To fend the llama that is rubbing, pushing, or both, veterinarians recommend using a water gun toy or a frisbee. You can water blast them on the face until they learn how to behave or use the frisbee with a very short bop on the nose along with a firm “Stay back!”.
It might be even a good idea to move a single baby llama to another llama farm during the first few months of its life. This might cause some inconveniences, but can also prevent the aberrant behavior syndrome, both in males and females.
In a normal and healthy herd, other llamas will discipline youngs that invade adult space, thus creating respect.
A common mistake llama owners make is the excess use of force on llamas with this syndrome. This usually stems from the attitude: I will show you who’s the boss. This is a mistake as aggression only creates problems.
A better idea would be to set limits, respect the animals, avoid demanding too much from it, and use training methods that do not rely on using force or intimidation.
Berserk Llama Syndrome Video
Here’s a video of a llama being too pushy and bumping into people with their chests.
This concludes our article on Berserk Llama Syndrome. In this article, we explained that BLS is a psychological disorder in young llamas that are given too much attention at a young age. When they grow up, they imprint on humans that they are llamas and charge at them.
The main cause of the berserk llama syndrome is giving too much attention to the animal at an early age, and not socializing the animal with other llamas. To prevent and cure the syndrome, llamas are usually castrated and trained heavily to eradicate this bad behavior.
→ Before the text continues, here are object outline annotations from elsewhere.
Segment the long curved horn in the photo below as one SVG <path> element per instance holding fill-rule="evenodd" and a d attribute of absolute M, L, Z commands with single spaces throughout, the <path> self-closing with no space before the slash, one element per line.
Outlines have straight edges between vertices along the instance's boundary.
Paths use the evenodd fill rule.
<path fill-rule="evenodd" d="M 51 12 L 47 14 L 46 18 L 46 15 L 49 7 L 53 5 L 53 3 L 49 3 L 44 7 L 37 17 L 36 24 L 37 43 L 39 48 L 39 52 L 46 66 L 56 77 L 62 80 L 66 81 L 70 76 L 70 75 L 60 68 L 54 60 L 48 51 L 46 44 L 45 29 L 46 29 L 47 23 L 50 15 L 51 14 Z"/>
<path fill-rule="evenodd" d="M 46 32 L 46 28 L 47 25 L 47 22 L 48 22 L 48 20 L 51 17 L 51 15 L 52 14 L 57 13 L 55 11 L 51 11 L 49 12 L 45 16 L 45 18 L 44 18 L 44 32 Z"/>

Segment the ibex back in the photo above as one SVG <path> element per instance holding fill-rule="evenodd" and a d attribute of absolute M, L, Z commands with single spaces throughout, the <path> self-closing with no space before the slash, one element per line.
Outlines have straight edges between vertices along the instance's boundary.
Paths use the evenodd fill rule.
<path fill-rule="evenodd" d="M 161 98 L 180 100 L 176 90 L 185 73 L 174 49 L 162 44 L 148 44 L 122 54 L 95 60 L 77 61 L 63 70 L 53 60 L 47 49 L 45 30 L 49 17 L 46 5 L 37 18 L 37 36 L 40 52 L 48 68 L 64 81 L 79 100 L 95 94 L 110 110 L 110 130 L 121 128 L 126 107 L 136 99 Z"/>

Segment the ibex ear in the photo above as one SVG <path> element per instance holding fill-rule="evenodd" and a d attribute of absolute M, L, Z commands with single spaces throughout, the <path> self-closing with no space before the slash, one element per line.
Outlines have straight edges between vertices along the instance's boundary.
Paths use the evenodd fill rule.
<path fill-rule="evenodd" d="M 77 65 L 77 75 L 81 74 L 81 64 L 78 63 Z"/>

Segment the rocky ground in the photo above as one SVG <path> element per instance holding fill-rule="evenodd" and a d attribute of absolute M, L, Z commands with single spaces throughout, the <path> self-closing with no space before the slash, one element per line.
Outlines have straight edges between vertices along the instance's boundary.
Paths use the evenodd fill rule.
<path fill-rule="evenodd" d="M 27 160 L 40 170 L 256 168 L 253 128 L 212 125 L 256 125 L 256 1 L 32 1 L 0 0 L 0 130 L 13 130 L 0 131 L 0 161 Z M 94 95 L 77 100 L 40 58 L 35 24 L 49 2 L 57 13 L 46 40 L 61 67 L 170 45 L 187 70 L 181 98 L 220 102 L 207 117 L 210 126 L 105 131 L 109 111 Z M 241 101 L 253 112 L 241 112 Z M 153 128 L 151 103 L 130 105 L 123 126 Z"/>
 Ball, Stephen R., et al. “Survey-Based Examination of Demographics, Potential Causes and Treatments of Aberrant Behavior Syndrome (Berserk Male Syndrome) in Camelids.” Animal Industry Report 661.1 (2015): 70.
 DRANSART, PENELOPE. “CHAPTER THREE ANIMALS AND THEIR POSSESSIONS: PROPERTIES OF HERD ANIMALS IN THE ANDES AND EUROPE PENELOPE DRANSART.” Animals and Science: From Colonial Encounters to the Biotech Industry (2020): 84.
 Harmon, David A. “Llama packing: A guide for the low impact use of llamas in the backcountry.” (1989).